Apex Chamber of Commerce & Industry of Delhi, which is an association of Micro Small Manufacturing Industries/ Establishments in the city, had moved the High Court against the Central and Delhi Government orders mandating compulsory payment of wages, without deduction, to their employees during the lockdown.
These establishments are part of the Micro, Small and Medium Enterprises (MSME), registered under the Companies Act.
The Petitioner contended that there was an obligation on the Government to take care of everybody, without distinction and therefore, placing undue onus on the MSMEs to pay wages to the workers was unfair and inequitable.
It was submitted that while several policies had been rolled out to give various concessions to the labours, the MSMEs were not extended any relief.
Apart from seeking a direction to quash the orders on compulsory payment of wages, the Petitioner also brought the Court’s attention to the imposition of fixed electricity charges by the Delhi Government.
The Petitioner informed that besides paying for the actual consumption of electricity, the petitioners also bore certain fixed liabilities.
In view of the fact that the Governments of Haryana and Gujarat had exempted MSMEs from paying these fixed charges and surcharges, a representation was made to the Delhi Government for the same.
Representations were also made to the Central Government for relief qua payment of GST, Income Tax etc.
The Petitioner asserted that since these representations were not being considered by the respective Governments, directions be issued to them to dispose of these representations in a time bound manner.

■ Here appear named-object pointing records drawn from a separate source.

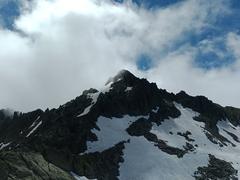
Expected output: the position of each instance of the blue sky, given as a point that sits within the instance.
(57, 48)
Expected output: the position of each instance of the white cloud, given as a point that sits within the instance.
(66, 46)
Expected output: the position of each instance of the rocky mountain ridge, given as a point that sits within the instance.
(106, 134)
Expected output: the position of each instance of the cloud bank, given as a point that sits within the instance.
(61, 47)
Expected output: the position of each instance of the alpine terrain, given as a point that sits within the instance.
(128, 130)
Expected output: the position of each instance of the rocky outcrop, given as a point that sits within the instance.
(216, 169)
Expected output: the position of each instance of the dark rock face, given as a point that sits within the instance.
(103, 166)
(62, 135)
(140, 127)
(216, 169)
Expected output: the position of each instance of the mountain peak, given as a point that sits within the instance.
(124, 75)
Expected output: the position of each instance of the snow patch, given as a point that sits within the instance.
(34, 129)
(80, 177)
(94, 97)
(112, 131)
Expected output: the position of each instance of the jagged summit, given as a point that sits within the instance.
(123, 75)
(130, 129)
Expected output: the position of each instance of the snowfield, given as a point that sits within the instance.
(144, 161)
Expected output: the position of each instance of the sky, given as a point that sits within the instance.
(52, 50)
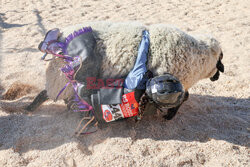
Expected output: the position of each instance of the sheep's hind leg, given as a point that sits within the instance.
(39, 99)
(172, 111)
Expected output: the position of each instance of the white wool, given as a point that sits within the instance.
(171, 51)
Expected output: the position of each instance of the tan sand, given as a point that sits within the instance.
(211, 129)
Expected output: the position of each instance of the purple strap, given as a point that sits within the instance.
(69, 71)
(62, 90)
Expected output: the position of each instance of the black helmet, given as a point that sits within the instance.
(165, 90)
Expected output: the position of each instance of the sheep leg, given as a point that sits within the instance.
(39, 99)
(172, 111)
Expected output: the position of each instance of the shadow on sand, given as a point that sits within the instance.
(201, 119)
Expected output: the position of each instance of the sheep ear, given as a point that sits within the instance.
(220, 66)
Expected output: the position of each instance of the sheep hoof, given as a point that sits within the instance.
(39, 99)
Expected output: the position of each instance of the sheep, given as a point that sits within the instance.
(171, 51)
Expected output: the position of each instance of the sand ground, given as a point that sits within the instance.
(211, 129)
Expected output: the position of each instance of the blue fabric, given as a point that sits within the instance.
(140, 68)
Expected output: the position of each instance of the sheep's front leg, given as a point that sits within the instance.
(39, 99)
(172, 111)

When the matter came up before the Court on May 12, the Central Government informed the Court that a petition concerning the compulsory payment of wages, titled Ficus Pax Private Limited versus Union of India & Others, was already pending before the Supreme Court.
On the subsequent date of hearing i.e. May 21, the Central Government said that earlier orders dated March 29 and April 4 on payment of wages had “ceased to be in effect”.
Since a new order had been issued on May 17, the Respondent Governments submitted that the prayers qua quashing of compulsory payment of wages were now infructuous.
As far as consideration of Petitioner’s concern with respect to the levy of fixed electricity charges were concerned, the Delhi Government submitted that the Delhi Electricity Regulatory Commission and other stakeholders such as DISCOMS had to be consulted before any decision could be taken on any concessions on recovery of electricity charges.
In view of the above, the Court granted an opportunity to the Central Government and Delhi Government to file a report with respect to the status of the Petitioner’s pending representation.
It further requested that the counsel for Delhi Government to ensure that consultation process with regard to the issue of electricity charges is completed by the next date of hearing.
The matter would be heard next on June 2.
The Petitioner was represented by Advocates Sanjeev Kumar Dubey, Raj Mangal.
Centre was represented by ASG Maninder Acharya with Standing Counsel Anurag Ahluwalia with Advocates Abhigyan Siddhant, Naman Jain.
Additional Standing Counsel Sanjoy Ghose appeared for Delhi Government.